Chapter 4. Resharding

When an application's dataset grows beyond the capacity of the databases originally allocated to the application it becomes necessary to add more databases, and it is often desirable to redistribute the data across the shards (either to achieve proper load balancing or to satisfy application invariants) - this is called resharding. Resharding is a complicated problem, and it has the potential to cause major complications in the management of your production application if it is not considered during the design. In order to ease some of the pain associated with resharding, Hibernate Shards provides support for virtual shards.

4.1. Virtual Shards

In the general case, each object lives on a shard. Resharding consists of two tasks: moving the object to another shard, and changing object-shard mappings. The object-shard mapping is captured either by the shard ID encoded into the object ID or by the internal logic of the shard resolution strategy which the object uses. In the former case, resharding would require changing all the object IDs and FKs. In the latter case, resharding could require anything from changing the runtime configuration of a given ShardResolutionStrategy to changing the algorithm of the ShardResolutionStrategy. Unfortunately, the problem of changing object-shard mappings becomes even worse once we consider the fact that Hibernate Shards does not support cross-shard relationships. This limitation prevents us from moving a subset of an object graph from one shard to another.
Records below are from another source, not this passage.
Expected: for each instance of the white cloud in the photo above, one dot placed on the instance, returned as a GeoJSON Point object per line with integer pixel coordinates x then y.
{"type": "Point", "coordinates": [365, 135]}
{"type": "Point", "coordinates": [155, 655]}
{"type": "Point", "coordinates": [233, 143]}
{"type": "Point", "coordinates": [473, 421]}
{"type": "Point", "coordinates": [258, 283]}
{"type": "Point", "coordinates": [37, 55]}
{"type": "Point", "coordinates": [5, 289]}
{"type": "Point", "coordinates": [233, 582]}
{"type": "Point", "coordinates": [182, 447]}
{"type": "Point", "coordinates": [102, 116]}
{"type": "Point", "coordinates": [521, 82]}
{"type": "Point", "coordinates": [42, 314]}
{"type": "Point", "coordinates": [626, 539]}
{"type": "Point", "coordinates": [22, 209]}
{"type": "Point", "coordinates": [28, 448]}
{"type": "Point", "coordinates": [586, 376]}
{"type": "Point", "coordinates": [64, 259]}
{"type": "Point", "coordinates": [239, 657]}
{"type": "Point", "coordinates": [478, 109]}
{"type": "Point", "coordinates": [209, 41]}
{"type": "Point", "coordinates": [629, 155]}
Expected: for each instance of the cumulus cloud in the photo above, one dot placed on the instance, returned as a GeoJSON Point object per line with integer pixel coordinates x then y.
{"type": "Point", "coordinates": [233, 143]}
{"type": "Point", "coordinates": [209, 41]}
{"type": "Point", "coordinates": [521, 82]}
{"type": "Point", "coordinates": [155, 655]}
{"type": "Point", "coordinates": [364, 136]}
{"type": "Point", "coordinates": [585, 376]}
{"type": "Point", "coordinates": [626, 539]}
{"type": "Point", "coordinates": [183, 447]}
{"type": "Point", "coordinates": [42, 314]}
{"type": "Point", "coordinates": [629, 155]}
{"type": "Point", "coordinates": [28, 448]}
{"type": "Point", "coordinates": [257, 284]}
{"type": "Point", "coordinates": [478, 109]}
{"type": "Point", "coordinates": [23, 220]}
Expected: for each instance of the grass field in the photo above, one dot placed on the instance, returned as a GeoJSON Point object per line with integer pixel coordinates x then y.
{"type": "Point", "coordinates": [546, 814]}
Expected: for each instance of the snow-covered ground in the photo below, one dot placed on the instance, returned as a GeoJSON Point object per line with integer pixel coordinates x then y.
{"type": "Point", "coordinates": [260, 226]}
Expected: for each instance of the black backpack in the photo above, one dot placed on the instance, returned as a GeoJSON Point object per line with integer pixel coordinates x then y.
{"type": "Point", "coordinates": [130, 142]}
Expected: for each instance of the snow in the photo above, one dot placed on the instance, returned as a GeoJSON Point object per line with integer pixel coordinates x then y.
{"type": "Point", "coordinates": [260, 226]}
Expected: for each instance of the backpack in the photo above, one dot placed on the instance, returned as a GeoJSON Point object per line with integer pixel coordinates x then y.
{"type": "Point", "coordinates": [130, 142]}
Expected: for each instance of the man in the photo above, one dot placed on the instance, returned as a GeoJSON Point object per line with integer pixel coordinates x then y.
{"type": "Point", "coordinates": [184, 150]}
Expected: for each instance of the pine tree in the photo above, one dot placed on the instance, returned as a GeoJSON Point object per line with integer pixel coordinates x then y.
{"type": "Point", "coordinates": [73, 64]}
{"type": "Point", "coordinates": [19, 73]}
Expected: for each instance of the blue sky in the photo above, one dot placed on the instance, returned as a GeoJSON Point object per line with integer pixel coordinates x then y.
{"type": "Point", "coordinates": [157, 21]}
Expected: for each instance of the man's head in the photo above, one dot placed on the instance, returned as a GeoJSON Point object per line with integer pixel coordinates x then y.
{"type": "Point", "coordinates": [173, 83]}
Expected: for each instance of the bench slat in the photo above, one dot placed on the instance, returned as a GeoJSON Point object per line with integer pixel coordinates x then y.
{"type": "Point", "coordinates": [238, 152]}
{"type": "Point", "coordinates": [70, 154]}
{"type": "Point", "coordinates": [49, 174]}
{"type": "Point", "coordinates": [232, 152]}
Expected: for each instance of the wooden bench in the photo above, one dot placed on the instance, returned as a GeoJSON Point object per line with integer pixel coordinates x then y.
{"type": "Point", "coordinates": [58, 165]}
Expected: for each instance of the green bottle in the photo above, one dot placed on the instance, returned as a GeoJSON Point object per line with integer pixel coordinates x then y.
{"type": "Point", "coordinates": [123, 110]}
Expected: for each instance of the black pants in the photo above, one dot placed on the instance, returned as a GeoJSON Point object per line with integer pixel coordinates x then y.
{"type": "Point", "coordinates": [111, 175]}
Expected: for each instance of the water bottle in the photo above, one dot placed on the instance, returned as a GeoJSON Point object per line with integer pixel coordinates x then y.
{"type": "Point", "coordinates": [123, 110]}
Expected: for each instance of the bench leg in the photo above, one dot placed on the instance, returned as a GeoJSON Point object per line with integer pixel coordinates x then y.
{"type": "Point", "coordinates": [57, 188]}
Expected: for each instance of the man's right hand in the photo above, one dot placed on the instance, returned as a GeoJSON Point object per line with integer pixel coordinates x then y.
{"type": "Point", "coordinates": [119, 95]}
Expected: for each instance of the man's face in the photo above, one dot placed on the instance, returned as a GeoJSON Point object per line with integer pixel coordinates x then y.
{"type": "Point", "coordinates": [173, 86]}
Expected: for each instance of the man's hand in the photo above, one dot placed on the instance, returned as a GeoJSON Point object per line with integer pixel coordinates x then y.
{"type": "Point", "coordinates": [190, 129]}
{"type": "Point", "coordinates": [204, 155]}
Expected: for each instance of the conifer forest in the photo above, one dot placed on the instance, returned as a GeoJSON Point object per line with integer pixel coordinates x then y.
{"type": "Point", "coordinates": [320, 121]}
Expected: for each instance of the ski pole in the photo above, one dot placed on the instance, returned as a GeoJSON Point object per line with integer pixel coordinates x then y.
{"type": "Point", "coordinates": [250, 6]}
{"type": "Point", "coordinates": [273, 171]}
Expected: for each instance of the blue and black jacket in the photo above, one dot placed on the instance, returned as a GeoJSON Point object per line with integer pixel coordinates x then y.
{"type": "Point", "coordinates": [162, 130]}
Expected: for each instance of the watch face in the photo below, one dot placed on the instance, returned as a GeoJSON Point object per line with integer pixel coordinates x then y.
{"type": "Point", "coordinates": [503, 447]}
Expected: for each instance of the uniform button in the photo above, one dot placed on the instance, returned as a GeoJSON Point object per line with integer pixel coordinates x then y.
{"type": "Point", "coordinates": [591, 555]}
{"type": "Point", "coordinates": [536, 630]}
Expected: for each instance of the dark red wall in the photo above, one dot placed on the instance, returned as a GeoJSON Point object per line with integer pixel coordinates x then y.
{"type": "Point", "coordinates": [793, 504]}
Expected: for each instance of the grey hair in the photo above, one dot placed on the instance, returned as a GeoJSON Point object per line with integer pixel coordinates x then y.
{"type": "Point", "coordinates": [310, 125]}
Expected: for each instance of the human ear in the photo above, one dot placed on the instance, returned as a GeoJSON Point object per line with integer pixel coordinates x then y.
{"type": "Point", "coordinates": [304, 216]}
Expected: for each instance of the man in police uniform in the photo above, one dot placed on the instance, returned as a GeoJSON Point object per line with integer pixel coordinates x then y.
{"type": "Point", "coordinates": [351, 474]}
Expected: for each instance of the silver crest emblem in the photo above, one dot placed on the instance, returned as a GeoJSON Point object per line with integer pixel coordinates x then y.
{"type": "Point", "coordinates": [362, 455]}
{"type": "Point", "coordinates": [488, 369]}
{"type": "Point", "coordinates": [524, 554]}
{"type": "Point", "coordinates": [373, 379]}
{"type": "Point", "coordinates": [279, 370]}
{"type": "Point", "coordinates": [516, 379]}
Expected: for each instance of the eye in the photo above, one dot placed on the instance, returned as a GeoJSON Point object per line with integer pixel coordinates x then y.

The task of changing object-shard mappings can be simplified by adding a level of indirection - each object lives on a virtual shard, and each virtual shard is mapped to one physical shard. During design, developers must decide on the maximum number of physical shards the application will ever require. This maximum is then used as the number of virtual shards, and these virtual shards are then mapped to the physical shards currently required by the application. Since Hibernate Shards' ShardSelectionStrategy, ShardResolutionStrategy, and ShardEncodingIdentifierGenerator all operate on virtual shards, the objects will correctly be distributed across virtual shards. During resharding, object-shard mappings can now simply be changed by changing virtual shard to physical shard mappings.

If you're worried about correctly estimating the maximum number of physical shards your application will ever require, aim high. Virtual shards are cheap. Down the road you'll be much better off with extra virtual than if you have to add virtual shards.

In order to enable virtual sharding you need to create your ShardedConfiguration with a Map from virtual shard ids to physical shard ids. Here's an example where we have 4 virtual shards mapped to 2 physical shards.

Map<Integer, Integer> virtualShardMap = new HashMap<Integer, Integer>();
virtualShardMap.put(0, 0);
virtualShardMap.put(1, 0);
virtualShardMap.put(2, 1);
virtualShardMap.put(3, 1);
ShardedConfiguration shardedConfig =
    new ShardedConfiguration(
        prototypeConfiguration,
        configurations,
        strategyFactory,
        virtualShardMap);
return shardedConfig.buildShardedSessionFactory();

In order to change the virtual shard to physical shard mapping later on it is only necessary to change the virtualShardToShardMap passed to this constructor.

We mentioned that the second task during resharding is moving data from one physical shard to another. Hibernate Shards does not try to provide automatic support for this as this is usually very application-specific, and complexity varies based on the potential need for hot-resharding, deployment architecture of the application, etc.